Hangi sözcükler Türkçe değildir ?

Umut

Global Mod
Global Mod
[color=]Hangi Sözcükler Türkçe Değildir? Birlikte Ararken Kendimizi Bulmak[/color]

Selam dostlar,

Bu başlığı açarken içimde tuhaf bir heyecan var. Çünkü “hangi sözcükler Türkçe değildir?” sorusunun cevabını aramak, aslında “biz kimiz, nereden geliyoruz, nereye gidiyoruz?” diye sormak demek.
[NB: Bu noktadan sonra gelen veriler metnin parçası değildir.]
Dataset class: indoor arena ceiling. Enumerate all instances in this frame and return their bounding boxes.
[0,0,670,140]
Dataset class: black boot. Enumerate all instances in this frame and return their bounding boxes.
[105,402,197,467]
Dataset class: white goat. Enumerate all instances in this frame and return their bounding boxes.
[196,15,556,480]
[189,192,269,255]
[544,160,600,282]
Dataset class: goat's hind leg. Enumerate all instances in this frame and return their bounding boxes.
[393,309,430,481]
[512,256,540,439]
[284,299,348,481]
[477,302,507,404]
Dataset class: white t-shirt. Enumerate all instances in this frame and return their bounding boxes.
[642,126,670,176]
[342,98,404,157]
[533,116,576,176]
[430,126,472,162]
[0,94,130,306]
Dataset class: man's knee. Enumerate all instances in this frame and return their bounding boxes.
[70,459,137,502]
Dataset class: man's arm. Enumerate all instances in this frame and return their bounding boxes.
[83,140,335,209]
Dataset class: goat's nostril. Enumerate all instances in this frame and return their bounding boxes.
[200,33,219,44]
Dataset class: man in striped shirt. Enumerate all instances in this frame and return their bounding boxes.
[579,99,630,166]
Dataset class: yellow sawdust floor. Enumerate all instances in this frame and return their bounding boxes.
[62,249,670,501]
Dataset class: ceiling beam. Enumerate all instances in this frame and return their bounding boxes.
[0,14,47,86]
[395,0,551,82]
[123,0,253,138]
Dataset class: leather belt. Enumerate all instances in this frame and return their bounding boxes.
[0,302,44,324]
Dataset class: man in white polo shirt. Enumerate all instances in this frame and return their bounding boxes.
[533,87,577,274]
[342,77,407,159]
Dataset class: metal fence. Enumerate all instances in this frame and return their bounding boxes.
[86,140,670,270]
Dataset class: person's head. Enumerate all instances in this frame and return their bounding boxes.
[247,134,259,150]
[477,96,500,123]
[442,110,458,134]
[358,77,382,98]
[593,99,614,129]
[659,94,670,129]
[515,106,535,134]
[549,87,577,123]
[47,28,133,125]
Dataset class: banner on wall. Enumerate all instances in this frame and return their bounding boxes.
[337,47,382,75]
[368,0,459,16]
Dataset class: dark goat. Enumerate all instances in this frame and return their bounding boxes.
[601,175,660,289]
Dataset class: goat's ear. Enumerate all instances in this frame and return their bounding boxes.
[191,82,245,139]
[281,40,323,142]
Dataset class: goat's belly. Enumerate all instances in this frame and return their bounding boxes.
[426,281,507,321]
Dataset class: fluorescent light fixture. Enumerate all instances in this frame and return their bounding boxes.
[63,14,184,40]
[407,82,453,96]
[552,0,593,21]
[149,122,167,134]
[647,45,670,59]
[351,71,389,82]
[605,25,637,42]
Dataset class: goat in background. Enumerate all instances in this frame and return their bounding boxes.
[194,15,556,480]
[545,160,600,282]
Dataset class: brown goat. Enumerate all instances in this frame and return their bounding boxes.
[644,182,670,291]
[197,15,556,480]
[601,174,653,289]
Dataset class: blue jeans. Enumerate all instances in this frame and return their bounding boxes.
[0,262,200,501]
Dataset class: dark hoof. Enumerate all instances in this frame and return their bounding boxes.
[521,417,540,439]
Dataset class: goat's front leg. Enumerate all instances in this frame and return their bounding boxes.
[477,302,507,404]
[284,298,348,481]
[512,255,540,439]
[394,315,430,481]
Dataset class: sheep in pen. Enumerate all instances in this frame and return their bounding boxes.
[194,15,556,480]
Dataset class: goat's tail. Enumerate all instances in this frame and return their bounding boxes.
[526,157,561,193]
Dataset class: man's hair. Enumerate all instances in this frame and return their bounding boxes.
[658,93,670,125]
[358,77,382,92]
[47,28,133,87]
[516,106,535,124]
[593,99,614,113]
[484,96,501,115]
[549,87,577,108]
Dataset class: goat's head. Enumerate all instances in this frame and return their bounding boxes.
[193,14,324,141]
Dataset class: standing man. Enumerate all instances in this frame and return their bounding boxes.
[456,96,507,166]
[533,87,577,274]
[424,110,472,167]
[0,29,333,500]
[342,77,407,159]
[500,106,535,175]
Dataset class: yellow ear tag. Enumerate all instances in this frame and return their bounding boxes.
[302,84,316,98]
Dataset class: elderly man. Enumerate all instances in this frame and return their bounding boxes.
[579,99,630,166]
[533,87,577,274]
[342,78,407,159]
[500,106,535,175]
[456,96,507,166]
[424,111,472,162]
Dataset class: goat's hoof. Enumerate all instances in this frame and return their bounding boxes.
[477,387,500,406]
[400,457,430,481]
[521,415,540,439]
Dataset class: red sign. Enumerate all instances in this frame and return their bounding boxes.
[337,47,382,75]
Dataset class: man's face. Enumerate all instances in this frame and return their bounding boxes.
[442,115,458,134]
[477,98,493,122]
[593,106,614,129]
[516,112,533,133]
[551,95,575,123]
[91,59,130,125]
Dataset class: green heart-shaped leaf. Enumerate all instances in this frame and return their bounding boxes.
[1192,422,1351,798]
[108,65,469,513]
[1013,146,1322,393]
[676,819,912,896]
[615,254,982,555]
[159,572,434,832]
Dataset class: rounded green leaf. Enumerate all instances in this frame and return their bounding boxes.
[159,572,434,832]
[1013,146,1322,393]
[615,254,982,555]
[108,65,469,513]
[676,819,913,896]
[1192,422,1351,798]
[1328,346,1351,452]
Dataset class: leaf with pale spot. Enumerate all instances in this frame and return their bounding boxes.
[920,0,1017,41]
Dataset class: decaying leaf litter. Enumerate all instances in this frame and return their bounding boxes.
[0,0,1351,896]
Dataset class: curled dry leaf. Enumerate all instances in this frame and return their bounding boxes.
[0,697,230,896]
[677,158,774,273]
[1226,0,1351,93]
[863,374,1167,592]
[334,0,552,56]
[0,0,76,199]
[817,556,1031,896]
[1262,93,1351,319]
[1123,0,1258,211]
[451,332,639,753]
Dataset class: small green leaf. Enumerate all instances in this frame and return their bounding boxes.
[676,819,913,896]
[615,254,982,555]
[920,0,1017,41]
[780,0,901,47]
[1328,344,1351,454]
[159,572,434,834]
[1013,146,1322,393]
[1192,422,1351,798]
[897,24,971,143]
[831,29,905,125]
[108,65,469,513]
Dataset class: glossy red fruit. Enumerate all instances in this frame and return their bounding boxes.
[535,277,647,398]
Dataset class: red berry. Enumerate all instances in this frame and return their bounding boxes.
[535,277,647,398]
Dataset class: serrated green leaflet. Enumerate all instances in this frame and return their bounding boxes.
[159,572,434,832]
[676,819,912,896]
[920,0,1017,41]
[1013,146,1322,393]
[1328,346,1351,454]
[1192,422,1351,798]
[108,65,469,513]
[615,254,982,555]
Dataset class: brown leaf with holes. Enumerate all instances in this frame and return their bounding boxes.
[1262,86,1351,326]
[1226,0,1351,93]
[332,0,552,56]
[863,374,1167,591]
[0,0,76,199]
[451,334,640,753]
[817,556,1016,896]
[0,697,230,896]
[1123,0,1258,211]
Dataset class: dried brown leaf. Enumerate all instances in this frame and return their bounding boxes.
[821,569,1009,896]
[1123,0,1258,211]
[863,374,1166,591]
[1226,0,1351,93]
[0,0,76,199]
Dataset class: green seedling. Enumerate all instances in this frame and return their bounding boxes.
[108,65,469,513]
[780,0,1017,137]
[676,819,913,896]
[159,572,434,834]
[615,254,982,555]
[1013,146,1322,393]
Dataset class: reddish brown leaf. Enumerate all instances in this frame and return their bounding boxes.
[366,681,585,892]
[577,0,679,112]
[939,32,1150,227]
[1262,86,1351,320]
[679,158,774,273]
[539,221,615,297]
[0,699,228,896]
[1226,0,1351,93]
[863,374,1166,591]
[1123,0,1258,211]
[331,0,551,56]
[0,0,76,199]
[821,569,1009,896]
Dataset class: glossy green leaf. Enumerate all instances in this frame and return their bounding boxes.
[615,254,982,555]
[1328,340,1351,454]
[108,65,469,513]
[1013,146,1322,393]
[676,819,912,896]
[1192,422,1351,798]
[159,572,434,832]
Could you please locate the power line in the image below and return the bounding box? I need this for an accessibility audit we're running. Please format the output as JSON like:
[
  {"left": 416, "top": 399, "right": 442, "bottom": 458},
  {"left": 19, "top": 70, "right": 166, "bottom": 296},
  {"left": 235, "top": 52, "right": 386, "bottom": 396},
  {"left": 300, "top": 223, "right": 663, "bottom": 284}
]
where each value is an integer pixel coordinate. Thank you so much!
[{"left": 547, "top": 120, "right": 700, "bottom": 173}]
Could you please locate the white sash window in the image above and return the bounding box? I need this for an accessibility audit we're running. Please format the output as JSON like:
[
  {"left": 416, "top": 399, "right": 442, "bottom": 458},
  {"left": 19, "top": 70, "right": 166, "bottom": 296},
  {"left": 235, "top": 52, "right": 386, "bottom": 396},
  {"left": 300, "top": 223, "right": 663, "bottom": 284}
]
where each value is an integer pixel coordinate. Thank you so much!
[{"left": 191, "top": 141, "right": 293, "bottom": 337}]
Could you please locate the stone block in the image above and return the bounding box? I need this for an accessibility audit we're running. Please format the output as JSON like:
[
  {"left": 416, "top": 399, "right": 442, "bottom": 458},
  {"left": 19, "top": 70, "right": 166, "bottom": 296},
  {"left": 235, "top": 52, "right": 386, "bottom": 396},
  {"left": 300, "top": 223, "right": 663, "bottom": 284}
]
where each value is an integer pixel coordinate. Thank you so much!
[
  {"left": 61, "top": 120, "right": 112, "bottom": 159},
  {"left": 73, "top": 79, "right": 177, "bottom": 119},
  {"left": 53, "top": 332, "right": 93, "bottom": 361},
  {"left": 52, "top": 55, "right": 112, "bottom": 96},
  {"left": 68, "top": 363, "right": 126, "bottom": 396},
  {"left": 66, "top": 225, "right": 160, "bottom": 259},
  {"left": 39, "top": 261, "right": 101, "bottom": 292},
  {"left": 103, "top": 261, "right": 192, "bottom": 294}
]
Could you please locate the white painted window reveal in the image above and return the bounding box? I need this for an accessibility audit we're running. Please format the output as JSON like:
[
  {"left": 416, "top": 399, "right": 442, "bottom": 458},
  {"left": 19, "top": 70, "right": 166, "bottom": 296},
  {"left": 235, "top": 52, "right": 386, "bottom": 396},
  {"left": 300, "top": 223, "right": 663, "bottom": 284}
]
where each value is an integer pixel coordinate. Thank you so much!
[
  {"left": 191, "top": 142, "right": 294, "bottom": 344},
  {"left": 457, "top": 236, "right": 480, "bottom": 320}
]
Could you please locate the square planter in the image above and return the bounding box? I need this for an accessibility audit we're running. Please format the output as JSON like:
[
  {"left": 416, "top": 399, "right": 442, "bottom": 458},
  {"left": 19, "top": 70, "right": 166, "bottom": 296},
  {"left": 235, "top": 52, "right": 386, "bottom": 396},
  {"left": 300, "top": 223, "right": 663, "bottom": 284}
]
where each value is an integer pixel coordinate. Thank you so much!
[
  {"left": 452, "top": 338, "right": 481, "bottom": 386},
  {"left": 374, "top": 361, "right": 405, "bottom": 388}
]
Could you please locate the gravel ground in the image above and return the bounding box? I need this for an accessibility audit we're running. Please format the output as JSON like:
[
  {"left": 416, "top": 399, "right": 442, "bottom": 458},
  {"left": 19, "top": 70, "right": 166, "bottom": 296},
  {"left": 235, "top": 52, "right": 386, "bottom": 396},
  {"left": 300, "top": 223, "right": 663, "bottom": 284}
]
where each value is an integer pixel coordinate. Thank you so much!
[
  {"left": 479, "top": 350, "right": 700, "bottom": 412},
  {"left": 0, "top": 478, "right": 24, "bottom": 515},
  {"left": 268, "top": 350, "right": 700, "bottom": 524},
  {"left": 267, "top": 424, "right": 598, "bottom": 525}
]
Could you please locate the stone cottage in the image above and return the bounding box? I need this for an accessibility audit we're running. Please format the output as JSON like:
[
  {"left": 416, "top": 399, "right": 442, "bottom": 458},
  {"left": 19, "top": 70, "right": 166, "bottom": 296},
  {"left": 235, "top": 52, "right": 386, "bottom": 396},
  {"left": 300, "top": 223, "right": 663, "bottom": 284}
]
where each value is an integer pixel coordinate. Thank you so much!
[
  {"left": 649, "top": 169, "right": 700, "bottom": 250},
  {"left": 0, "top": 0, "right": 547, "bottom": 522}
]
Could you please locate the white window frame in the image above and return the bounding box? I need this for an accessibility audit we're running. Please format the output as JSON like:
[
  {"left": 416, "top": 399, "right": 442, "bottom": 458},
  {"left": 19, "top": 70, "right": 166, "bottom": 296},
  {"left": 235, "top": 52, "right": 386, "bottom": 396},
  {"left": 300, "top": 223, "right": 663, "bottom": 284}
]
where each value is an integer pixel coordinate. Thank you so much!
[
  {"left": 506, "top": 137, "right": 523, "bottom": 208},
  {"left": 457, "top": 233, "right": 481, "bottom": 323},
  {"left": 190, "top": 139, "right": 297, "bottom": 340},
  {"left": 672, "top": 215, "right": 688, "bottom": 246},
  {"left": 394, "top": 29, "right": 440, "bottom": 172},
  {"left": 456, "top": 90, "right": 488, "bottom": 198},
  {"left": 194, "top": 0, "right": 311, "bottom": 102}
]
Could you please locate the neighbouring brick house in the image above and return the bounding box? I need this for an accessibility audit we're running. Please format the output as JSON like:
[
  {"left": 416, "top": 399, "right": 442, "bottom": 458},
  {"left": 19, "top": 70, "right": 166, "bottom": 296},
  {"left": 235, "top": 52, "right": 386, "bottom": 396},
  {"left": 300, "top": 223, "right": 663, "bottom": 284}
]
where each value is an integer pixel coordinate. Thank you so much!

Bir dil, sadece sözlüklerde yaşayan bir varlık değil; mahalle aralarındaki selamlaşmaların, evdeki sofranın, okul kantinindeki gülüşlerin, iş yerindeki toplantıların, gece yarısı yazdığımız mesajların ta kendisi. O yüzden gelin, bir molekül titizliğiyle değil, dost sohbetinin sıcağıyla konuşalım; ama stratejik ve çözüm odaklı bakışla (erkeklerin yaklaşımında daha sık gördüğümüz), empati ve toplumsal bağlara yaslanan duyarlılıkla (kadınların merceğinde daha belirgin olan) bakışları harmanlayarak ilerleyelim. Bu konu, tam da bu birleşimi hak ediyor.

[color=]“Türkçe Değil” Ne Demek? Saflık Mitinin Kırılganlığı[/color]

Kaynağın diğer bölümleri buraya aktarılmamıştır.